Cara, sei que não tem nada a ver com esse teu último post, mas resolvi colocar aqui o comentário que fiz no último posto do Chrysantho a fim de compartilhar o questionamento que surgiu, já que vocês estão seguindo praticamente a mesma linha filosófica:
Seria necessário, portanto, redefinir o significado da palavra AMOR.
(a) Existe um conceito estático que remete a uma profundidade de envolvimento que se opõe a toda e qualquer liquidez pós-moderna, ou (b) justamente aquilo que chamamos de AMOR é, hoje, transfigurado a fim de se transformar em mais uma forma de prazer vinculado à rapidez e mutabilidade da era líquida?

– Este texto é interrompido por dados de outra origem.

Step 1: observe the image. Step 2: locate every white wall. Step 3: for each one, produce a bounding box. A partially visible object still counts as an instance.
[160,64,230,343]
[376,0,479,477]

Caso a idéia de AMOR tenha sofrido mutações à reboque das transformações políticas que instituem o prazer como imposição inerente à necessidade de circulação/acumulação de riquezas, transformando-se em mais uma forma de relação superficial, acredito sim que sexo e amor acabem por se tornar um só, inseparáveis, posto que ambos sejam líquidos. Entretanto (e faço a ressalva de que concordo com o medo do risco de envolvimento e das relações on/off line), caso o AMOR permaneça com seu sentido usual, genuíno, como aquilo que representa a profundidade das relações e a falta de domínio da razão, acredito SIM que haja separação entre amor e sexo, mas não uma separação voluntária, senão que uma separação forçada pela imposição capitalista que visa no estímulo da satisfação dos prazeres uma boa fonte de lucro.
Acho que todos continuam trabalhando com o AMOR em seu sentido secular, como aquilo que Rotterdam escreveu em seu ELogio à Loucura sobre as paixões, que obviamente nada têm de insanas, e que Foucault cita no História da Loucura a fim de exemplificar a fragilidade da separação RAZÃO x NÃO-RAZÃO.
Se fossemos pra abandonar um pouco a teoria, eu diria que o AMOR continua o mesmo. Mas como os conceitos criam os objetos, talvez seja necessário esclarecer o que é esse tal AMOR que todos citam como salvação à irredutível liquidez pós-moderna. Não sei se o Zizek define, sei que o Bauman, ao que me parece, não o fez. Enfim, não sei nem se fui claro, apesar do quase-um-testamento que escrevi. Abraço
Caros, fico muito feliz com seus comentários. Acredito que, sinteticamente, um post que eventualmente vou fazer é o da posição da crítica hoje Bruno. Ótima idéia. E Cristiano, me parece que você abordou uma questão extremamente importante sobre a diferença entre amor e sexo. Diria que não existe metalinguagem entre amor e sexo, pois eles operam em planos completamente diferentes.